A lunchtime session on Pratham’s work teaching children in India surfaced great lessons on the importance – and limitations – of storytelling. Pratham’s new CEO, Rukmini Banerji, captured the audience’s imagination with a powerful story, at the same time as she highlighted that action is inspired by a different sort of experience entirely.
Banerji described an episode from her years administering theAnnual Status of Education (ASER) assessment used by Pratham to gauge baseline and progress against education goals. As a courtesy, she asked a village headman for permission to give the survey in his area. He agreed, and when she returned to tell him the ASER was completed, he could not believe the outcome. He marched down the road asking children questions from the very basic questionnaire until he was convinced that Banerji’s results, showing that only one-third of students had passed, were correct.

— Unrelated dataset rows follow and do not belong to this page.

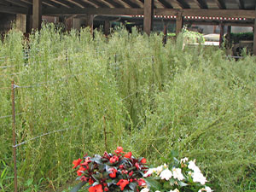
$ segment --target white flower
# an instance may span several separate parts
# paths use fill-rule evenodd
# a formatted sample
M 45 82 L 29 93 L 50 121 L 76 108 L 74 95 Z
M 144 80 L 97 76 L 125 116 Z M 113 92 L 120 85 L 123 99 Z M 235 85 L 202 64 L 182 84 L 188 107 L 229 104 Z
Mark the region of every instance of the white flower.
M 154 170 L 155 170 L 155 168 L 148 169 L 148 171 L 143 175 L 143 177 L 147 177 L 150 176 L 154 172 Z
M 192 177 L 194 182 L 198 182 L 201 184 L 205 184 L 206 182 L 207 181 L 207 178 L 201 174 L 201 172 L 193 172 L 192 173 Z
M 184 179 L 184 177 L 183 177 L 183 173 L 181 172 L 180 168 L 173 168 L 172 171 L 174 178 L 177 178 L 177 180 L 179 180 L 179 181 Z
M 158 166 L 158 167 L 156 167 L 156 169 L 155 169 L 155 172 L 156 172 L 156 173 L 159 175 L 159 174 L 160 174 L 160 172 L 163 171 L 163 166 Z
M 195 166 L 195 161 L 190 160 L 189 162 L 189 169 L 192 169 L 195 172 L 201 172 L 197 166 Z
M 213 190 L 212 190 L 211 188 L 206 186 L 206 188 L 201 189 L 198 192 L 202 192 L 202 191 L 206 191 L 206 192 L 212 192 Z
M 174 190 L 170 190 L 170 192 L 179 192 L 179 190 L 176 188 Z
M 185 163 L 186 161 L 188 161 L 189 160 L 189 159 L 187 158 L 187 157 L 185 157 L 185 158 L 183 158 L 183 159 L 181 159 L 180 160 L 180 162 L 181 163 Z
M 141 189 L 141 192 L 149 192 L 149 189 L 144 188 L 144 189 Z
M 169 169 L 166 169 L 161 172 L 160 177 L 161 179 L 166 179 L 168 181 L 172 177 L 172 173 Z

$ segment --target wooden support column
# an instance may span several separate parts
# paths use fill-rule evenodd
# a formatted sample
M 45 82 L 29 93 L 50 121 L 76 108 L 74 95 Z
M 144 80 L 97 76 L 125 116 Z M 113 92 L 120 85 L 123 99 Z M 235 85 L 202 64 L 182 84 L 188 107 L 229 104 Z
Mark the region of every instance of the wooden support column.
M 42 0 L 33 0 L 32 28 L 39 30 L 42 23 Z
M 104 34 L 106 36 L 109 35 L 110 32 L 110 22 L 108 20 L 104 21 Z
M 176 38 L 177 37 L 178 33 L 182 32 L 183 29 L 183 15 L 181 12 L 178 12 L 176 15 Z
M 231 26 L 228 26 L 228 31 L 227 31 L 227 44 L 228 47 L 226 48 L 231 48 L 232 44 L 230 42 L 230 37 L 231 37 Z
M 90 33 L 93 33 L 93 19 L 94 19 L 94 15 L 86 15 L 86 23 L 85 23 L 85 26 L 89 26 L 90 28 Z
M 150 35 L 153 26 L 154 0 L 144 0 L 143 31 Z
M 222 47 L 224 42 L 224 25 L 223 22 L 220 23 L 220 32 L 219 32 L 219 47 Z
M 163 44 L 166 44 L 167 42 L 167 22 L 164 21 L 164 39 Z
M 32 15 L 26 15 L 26 33 L 30 33 L 32 28 Z
M 256 55 L 256 19 L 254 19 L 253 34 L 253 55 Z

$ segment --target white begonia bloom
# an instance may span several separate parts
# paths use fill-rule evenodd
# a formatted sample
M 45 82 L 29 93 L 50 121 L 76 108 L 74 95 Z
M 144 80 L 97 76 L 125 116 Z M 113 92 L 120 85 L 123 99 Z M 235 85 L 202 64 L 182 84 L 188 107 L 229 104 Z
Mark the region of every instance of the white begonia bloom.
M 174 178 L 177 178 L 177 180 L 179 180 L 179 181 L 184 179 L 184 177 L 183 177 L 183 173 L 181 172 L 180 168 L 173 168 L 172 171 Z
M 207 192 L 212 192 L 213 190 L 212 190 L 212 189 L 210 187 L 206 186 L 206 190 Z
M 160 174 L 161 172 L 163 171 L 163 169 L 164 169 L 163 166 L 160 166 L 156 167 L 156 169 L 155 169 L 156 174 L 158 174 L 158 175 Z
M 170 190 L 170 192 L 179 192 L 179 190 L 176 188 L 174 190 Z
M 154 172 L 154 171 L 155 170 L 155 168 L 150 168 L 148 169 L 148 171 L 143 175 L 144 177 L 147 177 L 148 176 L 150 176 L 153 172 Z
M 165 169 L 160 175 L 161 179 L 166 179 L 166 181 L 168 181 L 172 177 L 172 173 L 169 169 Z
M 195 162 L 190 160 L 189 162 L 189 169 L 192 169 L 195 172 L 201 172 L 201 170 L 197 166 L 195 166 Z
M 144 188 L 144 189 L 141 189 L 141 192 L 149 192 L 149 189 Z
M 206 188 L 201 189 L 198 192 L 203 192 L 203 191 L 206 191 L 206 192 L 212 192 L 213 190 L 212 190 L 211 188 L 206 186 Z
M 188 161 L 189 160 L 189 159 L 187 158 L 187 157 L 185 157 L 185 158 L 183 158 L 183 159 L 181 159 L 180 160 L 180 162 L 181 163 L 185 163 L 186 161 Z
M 194 182 L 198 182 L 201 184 L 205 184 L 207 182 L 207 178 L 201 174 L 201 172 L 193 172 L 192 177 Z

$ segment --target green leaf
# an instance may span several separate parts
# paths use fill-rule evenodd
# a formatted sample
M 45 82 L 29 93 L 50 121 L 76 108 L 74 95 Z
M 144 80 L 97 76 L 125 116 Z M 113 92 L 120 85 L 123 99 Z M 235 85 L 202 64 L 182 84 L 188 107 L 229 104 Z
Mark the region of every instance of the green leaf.
M 79 183 L 78 185 L 74 186 L 70 192 L 79 191 L 86 183 L 87 183 L 87 182 L 82 182 L 82 183 Z M 89 186 L 88 186 L 88 188 L 89 188 Z
M 185 187 L 185 186 L 188 186 L 189 184 L 183 183 L 183 182 L 181 182 L 181 181 L 178 181 L 177 182 L 178 185 L 181 186 L 181 187 Z
M 154 178 L 150 178 L 150 177 L 148 177 L 148 178 L 145 178 L 145 181 L 147 183 L 147 185 L 150 188 L 151 190 L 160 190 L 161 189 L 161 184 L 154 180 Z

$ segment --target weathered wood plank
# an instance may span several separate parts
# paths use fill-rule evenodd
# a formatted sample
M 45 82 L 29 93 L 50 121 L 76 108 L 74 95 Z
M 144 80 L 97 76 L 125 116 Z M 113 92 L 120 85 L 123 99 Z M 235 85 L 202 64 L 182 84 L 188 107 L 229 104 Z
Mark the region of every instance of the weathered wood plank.
M 152 22 L 154 12 L 154 1 L 153 0 L 145 0 L 144 1 L 144 18 L 143 18 L 143 31 L 148 35 L 150 34 L 152 30 Z
M 42 23 L 42 0 L 33 0 L 32 28 L 39 30 Z

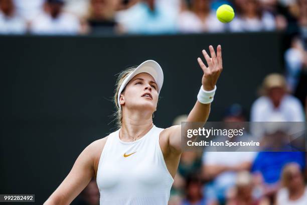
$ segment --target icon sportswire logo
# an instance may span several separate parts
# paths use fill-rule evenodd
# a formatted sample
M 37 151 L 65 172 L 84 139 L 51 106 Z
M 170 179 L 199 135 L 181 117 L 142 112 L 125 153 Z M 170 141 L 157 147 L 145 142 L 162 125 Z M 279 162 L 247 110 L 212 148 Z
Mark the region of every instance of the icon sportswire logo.
M 124 154 L 124 157 L 128 157 L 128 156 L 129 156 L 130 155 L 132 155 L 132 154 L 134 154 L 135 152 L 133 152 L 133 153 L 132 153 L 131 154 L 126 154 L 126 153 L 125 153 Z

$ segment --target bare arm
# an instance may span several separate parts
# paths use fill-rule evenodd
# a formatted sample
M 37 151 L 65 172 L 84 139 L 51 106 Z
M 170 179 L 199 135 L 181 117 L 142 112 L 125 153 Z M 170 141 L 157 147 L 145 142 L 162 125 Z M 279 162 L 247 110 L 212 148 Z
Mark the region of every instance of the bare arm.
M 99 148 L 101 149 L 99 146 L 101 143 L 98 141 L 93 142 L 81 152 L 68 175 L 44 205 L 69 204 L 84 189 L 94 176 L 94 153 Z
M 197 60 L 203 71 L 202 84 L 205 90 L 212 90 L 214 89 L 217 80 L 223 69 L 222 61 L 222 48 L 220 45 L 217 47 L 217 55 L 212 46 L 209 46 L 211 58 L 205 50 L 203 50 L 208 67 L 203 63 L 200 58 Z M 187 122 L 203 122 L 205 123 L 208 120 L 210 112 L 210 104 L 202 104 L 198 100 L 190 112 Z M 182 152 L 181 143 L 181 126 L 173 126 L 168 129 L 168 135 L 169 136 L 169 145 L 171 151 L 177 153 Z

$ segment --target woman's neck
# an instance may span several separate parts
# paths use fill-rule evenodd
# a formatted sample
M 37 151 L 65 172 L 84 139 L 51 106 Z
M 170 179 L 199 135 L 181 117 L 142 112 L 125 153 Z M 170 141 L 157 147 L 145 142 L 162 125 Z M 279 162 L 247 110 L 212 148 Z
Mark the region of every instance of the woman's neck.
M 151 114 L 146 115 L 144 112 L 127 113 L 123 113 L 121 128 L 119 131 L 119 138 L 122 141 L 131 142 L 133 139 L 138 139 L 152 127 Z

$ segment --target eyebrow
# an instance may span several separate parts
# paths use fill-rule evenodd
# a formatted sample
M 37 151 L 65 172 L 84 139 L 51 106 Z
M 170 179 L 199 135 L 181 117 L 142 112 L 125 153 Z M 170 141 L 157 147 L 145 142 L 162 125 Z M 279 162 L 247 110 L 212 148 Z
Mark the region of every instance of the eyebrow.
M 143 80 L 143 81 L 144 80 L 144 79 L 143 78 L 135 78 L 133 81 L 134 81 L 134 80 Z M 158 84 L 156 83 L 156 82 L 153 81 L 152 80 L 150 80 L 149 81 L 149 82 L 151 83 L 155 83 L 155 84 L 156 84 L 156 85 L 157 86 L 158 86 Z

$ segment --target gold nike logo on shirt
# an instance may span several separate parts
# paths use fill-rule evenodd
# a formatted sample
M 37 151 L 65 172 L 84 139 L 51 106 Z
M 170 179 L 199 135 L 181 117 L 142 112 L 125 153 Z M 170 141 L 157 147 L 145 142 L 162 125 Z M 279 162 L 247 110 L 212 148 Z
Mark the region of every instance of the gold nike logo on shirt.
M 126 153 L 125 153 L 124 154 L 124 157 L 127 157 L 129 156 L 130 155 L 131 155 L 134 154 L 135 152 L 134 152 L 133 153 L 132 153 L 129 154 L 126 154 Z

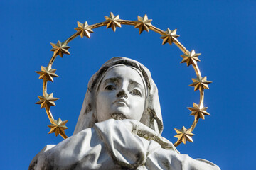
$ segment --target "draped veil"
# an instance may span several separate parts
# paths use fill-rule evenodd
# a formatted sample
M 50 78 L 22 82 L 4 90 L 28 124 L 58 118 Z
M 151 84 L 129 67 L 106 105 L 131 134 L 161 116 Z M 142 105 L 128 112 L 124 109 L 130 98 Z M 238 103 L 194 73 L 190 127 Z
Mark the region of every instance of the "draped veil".
M 153 129 L 159 135 L 161 134 L 163 131 L 163 120 L 158 90 L 149 70 L 137 61 L 126 57 L 117 57 L 107 61 L 90 78 L 74 135 L 84 129 L 92 127 L 97 123 L 95 90 L 100 79 L 104 76 L 107 70 L 112 67 L 118 64 L 134 67 L 142 75 L 146 86 L 147 97 L 145 102 L 145 108 L 140 122 Z

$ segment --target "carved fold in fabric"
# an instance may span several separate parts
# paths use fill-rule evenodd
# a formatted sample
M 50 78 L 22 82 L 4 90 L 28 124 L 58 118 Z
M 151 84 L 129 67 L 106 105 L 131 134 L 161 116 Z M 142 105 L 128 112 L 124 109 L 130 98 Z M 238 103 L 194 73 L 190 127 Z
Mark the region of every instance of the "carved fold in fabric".
M 151 130 L 133 120 L 97 123 L 54 147 L 48 145 L 29 169 L 220 169 L 139 137 L 132 132 L 134 125 L 137 132 Z

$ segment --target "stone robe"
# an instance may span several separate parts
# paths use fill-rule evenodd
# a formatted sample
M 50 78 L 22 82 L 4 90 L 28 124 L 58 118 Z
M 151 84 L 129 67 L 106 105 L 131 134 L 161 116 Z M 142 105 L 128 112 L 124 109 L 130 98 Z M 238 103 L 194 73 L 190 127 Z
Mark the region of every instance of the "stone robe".
M 220 169 L 179 154 L 171 142 L 134 120 L 95 123 L 58 144 L 46 145 L 29 169 Z

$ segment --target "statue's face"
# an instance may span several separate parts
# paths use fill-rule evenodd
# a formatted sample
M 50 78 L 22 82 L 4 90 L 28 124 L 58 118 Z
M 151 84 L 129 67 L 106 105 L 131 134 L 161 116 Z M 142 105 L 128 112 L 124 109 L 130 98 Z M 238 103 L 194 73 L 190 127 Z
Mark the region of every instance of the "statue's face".
M 110 118 L 140 120 L 145 106 L 145 88 L 139 73 L 126 66 L 109 70 L 96 96 L 98 122 Z

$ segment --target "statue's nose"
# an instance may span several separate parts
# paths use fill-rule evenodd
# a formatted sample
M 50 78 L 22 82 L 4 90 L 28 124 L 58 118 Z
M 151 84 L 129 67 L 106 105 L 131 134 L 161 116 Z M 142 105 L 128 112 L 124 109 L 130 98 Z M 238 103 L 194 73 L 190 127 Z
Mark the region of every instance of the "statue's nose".
M 118 98 L 124 97 L 125 98 L 127 98 L 128 96 L 127 96 L 127 93 L 124 91 L 124 90 L 122 89 L 119 92 L 117 93 L 117 97 L 118 97 Z

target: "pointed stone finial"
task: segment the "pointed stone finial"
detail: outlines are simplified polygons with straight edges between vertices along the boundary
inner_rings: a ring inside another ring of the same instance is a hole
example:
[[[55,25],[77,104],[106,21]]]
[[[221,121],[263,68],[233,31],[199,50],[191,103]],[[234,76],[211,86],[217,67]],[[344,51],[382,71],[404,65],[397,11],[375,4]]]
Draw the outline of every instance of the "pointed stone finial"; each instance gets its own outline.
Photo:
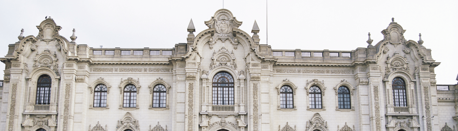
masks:
[[[255,20],[255,24],[253,24],[253,29],[251,29],[251,33],[255,33],[255,34],[259,33],[259,27],[257,26],[257,23],[256,23],[256,20]]]
[[[421,40],[421,33],[420,33],[419,35],[418,35],[418,36],[420,37],[420,40],[418,40],[418,44],[420,44],[420,45],[421,45],[421,44],[423,44],[423,42],[424,42],[423,41],[423,40]]]
[[[192,23],[192,19],[191,19],[191,21],[189,21],[189,25],[188,25],[188,32],[189,32],[189,33],[192,33],[192,32],[196,32],[196,28],[194,28],[194,23]]]
[[[24,39],[23,35],[24,35],[24,29],[22,29],[22,30],[21,30],[21,35],[19,35],[19,36],[17,36],[17,39],[19,39],[19,40],[22,40],[22,39]]]
[[[366,41],[366,42],[367,42],[367,44],[369,44],[369,45],[367,45],[367,47],[374,46],[372,45],[372,44],[372,44],[372,42],[374,41],[374,40],[371,39],[371,32],[369,32],[369,34],[367,34],[367,35],[369,36],[369,39],[367,40],[367,41]]]
[[[73,29],[73,35],[71,35],[71,36],[70,36],[70,39],[71,39],[71,41],[70,43],[75,43],[75,40],[76,40],[76,38],[78,38],[78,37],[75,35],[75,29]]]

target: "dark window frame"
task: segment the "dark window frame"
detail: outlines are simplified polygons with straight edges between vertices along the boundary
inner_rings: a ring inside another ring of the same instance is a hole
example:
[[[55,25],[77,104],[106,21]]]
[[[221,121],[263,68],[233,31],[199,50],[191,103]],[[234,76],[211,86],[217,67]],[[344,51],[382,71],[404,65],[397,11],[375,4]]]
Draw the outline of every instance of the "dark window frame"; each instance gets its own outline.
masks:
[[[345,86],[340,86],[337,91],[339,109],[351,109],[351,98],[349,89]]]
[[[165,86],[158,84],[153,89],[153,108],[165,108],[167,107],[167,88]]]
[[[107,88],[105,85],[100,84],[94,88],[94,103],[93,107],[107,107]]]
[[[212,104],[234,105],[234,80],[232,75],[226,71],[215,75],[212,81]]]
[[[323,109],[321,88],[313,86],[309,89],[309,105],[310,109]]]
[[[51,101],[51,88],[52,79],[49,75],[40,76],[37,81],[37,93],[35,105],[49,105]]]
[[[401,77],[396,77],[392,81],[391,84],[393,93],[393,105],[398,107],[408,106],[405,81]]]
[[[289,86],[280,88],[280,108],[294,108],[294,91]]]
[[[137,88],[133,84],[124,86],[123,97],[123,107],[133,108],[137,106]]]

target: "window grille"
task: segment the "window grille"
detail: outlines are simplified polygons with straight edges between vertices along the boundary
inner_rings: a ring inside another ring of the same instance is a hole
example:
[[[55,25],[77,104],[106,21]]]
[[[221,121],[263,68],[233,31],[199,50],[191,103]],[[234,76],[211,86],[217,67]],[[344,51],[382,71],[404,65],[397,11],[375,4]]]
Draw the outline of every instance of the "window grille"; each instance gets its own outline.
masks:
[[[94,90],[94,107],[107,107],[107,86],[99,84]]]
[[[131,50],[121,50],[121,55],[131,55]]]
[[[323,52],[313,52],[314,57],[323,57]]]
[[[143,50],[134,50],[134,55],[143,55]]]
[[[295,53],[294,53],[294,52],[285,52],[285,55],[286,55],[286,56],[295,56],[294,55]]]
[[[339,57],[338,52],[331,52],[329,53],[329,57]]]
[[[293,89],[284,86],[280,88],[280,108],[294,108]]]
[[[165,86],[158,85],[153,90],[153,107],[166,107],[167,90]]]
[[[229,73],[220,72],[213,77],[213,105],[234,105],[234,78]]]
[[[448,86],[437,86],[437,91],[450,91]]]
[[[351,57],[351,53],[342,53],[342,57]]]
[[[94,55],[102,55],[102,50],[93,50],[93,54]]]
[[[159,50],[149,51],[149,55],[159,55]]]
[[[272,52],[272,55],[273,56],[283,56],[283,52],[282,51],[273,51]]]
[[[345,86],[340,86],[338,90],[337,96],[339,109],[351,109],[350,101],[350,91]]]
[[[124,87],[123,107],[136,107],[137,88],[130,84]]]
[[[105,50],[105,55],[114,55],[114,50]]]
[[[162,50],[162,55],[172,55],[172,50]]]
[[[396,77],[392,82],[394,106],[407,106],[405,82],[404,80],[401,78]]]
[[[322,109],[321,90],[316,86],[310,87],[309,90],[309,102],[311,109]]]
[[[41,75],[37,83],[37,98],[35,105],[49,105],[51,99],[51,77]]]
[[[310,52],[302,52],[302,57],[310,57]]]

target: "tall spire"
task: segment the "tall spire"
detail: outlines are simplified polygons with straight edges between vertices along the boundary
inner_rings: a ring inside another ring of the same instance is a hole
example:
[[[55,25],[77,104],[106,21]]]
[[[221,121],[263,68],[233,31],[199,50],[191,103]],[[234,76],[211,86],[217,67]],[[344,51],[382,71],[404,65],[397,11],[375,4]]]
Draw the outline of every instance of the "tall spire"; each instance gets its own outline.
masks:
[[[73,35],[71,35],[71,36],[70,36],[70,39],[71,39],[71,41],[70,43],[76,43],[75,42],[75,40],[76,40],[76,38],[78,38],[78,37],[76,37],[76,36],[75,35],[75,31],[76,31],[75,30],[75,29],[73,29]]]
[[[254,40],[254,42],[256,44],[259,44],[259,41],[261,39],[259,39],[259,35],[257,35],[257,33],[259,33],[259,27],[257,26],[257,23],[256,23],[256,20],[255,20],[255,24],[253,24],[253,29],[251,29],[251,33],[254,33],[253,34],[253,36],[251,38]]]
[[[372,44],[372,42],[374,41],[374,40],[371,39],[371,32],[369,32],[369,34],[367,34],[367,35],[369,36],[369,39],[367,40],[367,41],[366,41],[366,42],[367,42],[367,44],[369,44],[369,45],[367,45],[367,47],[370,46],[374,46],[373,45],[372,45],[372,44]]]
[[[191,21],[189,21],[189,25],[188,25],[188,32],[191,34],[192,32],[196,32],[196,28],[194,28],[194,23],[192,23],[192,19],[191,19]]]
[[[24,39],[24,29],[21,30],[21,35],[17,36],[17,39],[19,39],[19,40],[22,40]]]
[[[422,44],[423,44],[423,40],[421,40],[421,33],[420,33],[418,36],[420,37],[420,40],[418,40],[418,44],[420,44],[420,45],[423,46]]]
[[[256,23],[256,20],[255,20],[255,24],[253,24],[253,29],[251,29],[251,33],[255,33],[255,34],[259,33],[259,27],[257,26],[257,23]]]

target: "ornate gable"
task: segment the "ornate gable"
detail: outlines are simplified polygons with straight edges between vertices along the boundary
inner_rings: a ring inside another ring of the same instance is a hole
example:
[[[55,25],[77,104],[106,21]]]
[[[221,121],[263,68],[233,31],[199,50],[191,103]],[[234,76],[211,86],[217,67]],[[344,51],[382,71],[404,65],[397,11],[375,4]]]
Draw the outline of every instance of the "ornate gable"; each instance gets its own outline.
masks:
[[[309,121],[307,122],[305,126],[305,131],[312,131],[318,130],[322,131],[327,131],[327,122],[323,120],[320,113],[316,113],[313,115],[313,117]]]

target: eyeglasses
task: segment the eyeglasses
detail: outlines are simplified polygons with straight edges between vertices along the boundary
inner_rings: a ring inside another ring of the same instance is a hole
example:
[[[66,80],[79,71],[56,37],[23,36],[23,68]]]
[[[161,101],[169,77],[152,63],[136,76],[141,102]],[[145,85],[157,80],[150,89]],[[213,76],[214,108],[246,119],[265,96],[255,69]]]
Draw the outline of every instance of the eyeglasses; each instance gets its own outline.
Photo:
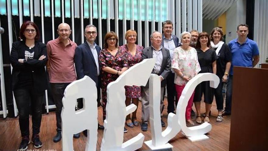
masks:
[[[135,35],[129,35],[128,37],[129,38],[131,37],[137,37],[137,36]]]
[[[168,27],[167,26],[165,26],[164,27],[164,28],[165,29],[173,29],[173,27]]]
[[[112,40],[114,41],[115,41],[116,40],[116,38],[108,38],[108,41],[112,41]]]
[[[59,31],[60,32],[62,33],[63,32],[63,31],[65,32],[67,32],[69,31],[70,31],[70,29],[58,29],[58,31]]]
[[[95,34],[97,33],[97,32],[96,31],[88,31],[86,33],[89,35],[90,35],[91,34]]]
[[[35,32],[35,29],[26,29],[25,30],[25,31],[28,33],[30,33],[30,31],[32,32],[32,33],[34,33]]]

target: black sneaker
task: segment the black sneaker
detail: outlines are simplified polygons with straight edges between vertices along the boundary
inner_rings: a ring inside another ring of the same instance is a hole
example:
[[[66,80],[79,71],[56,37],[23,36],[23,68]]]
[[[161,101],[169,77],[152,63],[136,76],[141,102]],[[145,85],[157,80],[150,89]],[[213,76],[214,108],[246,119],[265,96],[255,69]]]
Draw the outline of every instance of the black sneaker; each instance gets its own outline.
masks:
[[[39,135],[38,134],[34,135],[32,138],[32,143],[34,144],[34,147],[39,148],[42,146],[43,145],[42,142],[40,141]]]
[[[28,144],[31,142],[29,136],[24,136],[22,138],[21,142],[18,150],[25,150],[28,148]]]
[[[59,131],[57,132],[57,134],[56,136],[54,137],[53,139],[53,141],[54,142],[57,142],[61,140],[62,139],[62,132],[61,131]]]
[[[161,126],[162,127],[164,127],[166,126],[166,124],[162,120],[161,120]]]
[[[124,128],[124,133],[127,133],[128,131],[128,130],[127,130],[126,128]]]
[[[143,131],[147,131],[148,130],[148,124],[146,123],[143,123],[141,124],[141,130]]]

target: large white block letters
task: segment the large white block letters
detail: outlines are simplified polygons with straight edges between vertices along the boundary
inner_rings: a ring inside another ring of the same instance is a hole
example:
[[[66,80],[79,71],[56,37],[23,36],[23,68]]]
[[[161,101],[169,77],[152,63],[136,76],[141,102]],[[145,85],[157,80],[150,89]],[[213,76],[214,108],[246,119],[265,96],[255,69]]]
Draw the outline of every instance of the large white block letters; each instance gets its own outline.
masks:
[[[108,84],[106,117],[100,148],[102,151],[135,150],[142,146],[144,136],[141,133],[123,143],[126,116],[137,108],[133,104],[126,107],[124,86],[146,85],[155,62],[154,59],[144,59]]]
[[[75,111],[76,100],[79,98],[83,99],[83,108]],[[96,84],[87,76],[73,82],[66,88],[62,98],[61,114],[62,150],[73,150],[73,135],[86,129],[88,130],[89,137],[85,150],[96,150],[98,131],[97,100]]]

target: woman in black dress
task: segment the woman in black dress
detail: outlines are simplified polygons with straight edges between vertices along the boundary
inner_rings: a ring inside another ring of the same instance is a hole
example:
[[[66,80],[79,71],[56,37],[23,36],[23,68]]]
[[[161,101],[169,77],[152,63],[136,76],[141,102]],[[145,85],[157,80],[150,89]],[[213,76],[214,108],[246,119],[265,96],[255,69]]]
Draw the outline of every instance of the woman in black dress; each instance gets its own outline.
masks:
[[[199,34],[196,44],[196,51],[198,62],[201,67],[199,73],[212,73],[216,74],[217,67],[216,60],[218,58],[214,49],[210,48],[209,37],[206,32],[203,32]],[[213,88],[210,86],[210,81],[202,82],[196,88],[194,97],[194,102],[196,110],[197,116],[196,123],[201,123],[202,119],[200,113],[200,108],[202,95],[204,93],[204,102],[206,103],[206,116],[204,122],[210,122],[209,115],[211,104],[213,101]]]
[[[30,141],[29,114],[32,113],[32,142],[36,148],[42,146],[39,133],[42,119],[42,104],[47,82],[45,66],[48,59],[46,45],[38,42],[39,31],[33,22],[27,21],[20,27],[21,41],[13,43],[10,60],[13,67],[12,90],[19,110],[19,121],[22,138],[19,150],[26,150]]]
[[[232,53],[228,45],[222,41],[223,36],[222,31],[218,27],[213,28],[210,35],[211,47],[215,50],[218,57],[217,62],[216,74],[220,78],[220,83],[214,91],[218,110],[216,121],[218,122],[222,121],[223,119],[222,111],[223,109],[223,97],[222,90],[224,83],[227,81],[232,61]]]

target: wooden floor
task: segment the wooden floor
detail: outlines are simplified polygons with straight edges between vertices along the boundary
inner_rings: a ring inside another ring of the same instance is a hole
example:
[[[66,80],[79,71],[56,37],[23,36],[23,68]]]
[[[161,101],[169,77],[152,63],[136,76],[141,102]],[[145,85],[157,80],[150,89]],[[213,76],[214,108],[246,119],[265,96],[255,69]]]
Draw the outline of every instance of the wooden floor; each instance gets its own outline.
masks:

Episodes like these have led Banerji to realize that you can engage someone with a story, but without firsthand experience with the problem, they will not develop belief that causes change. Summarizing her encounter with the village head, she said, “He was not curious to begin with. I had the answer, but he didn’t have the question.”
Pratham and PAL Network, Pratham’s new sister organization in East Africa, still struggle with how to recreate this experience for a broad audience – to “make people feel this as a problem [so] action will start.” But the realization that this is what’s needed was a critical first step.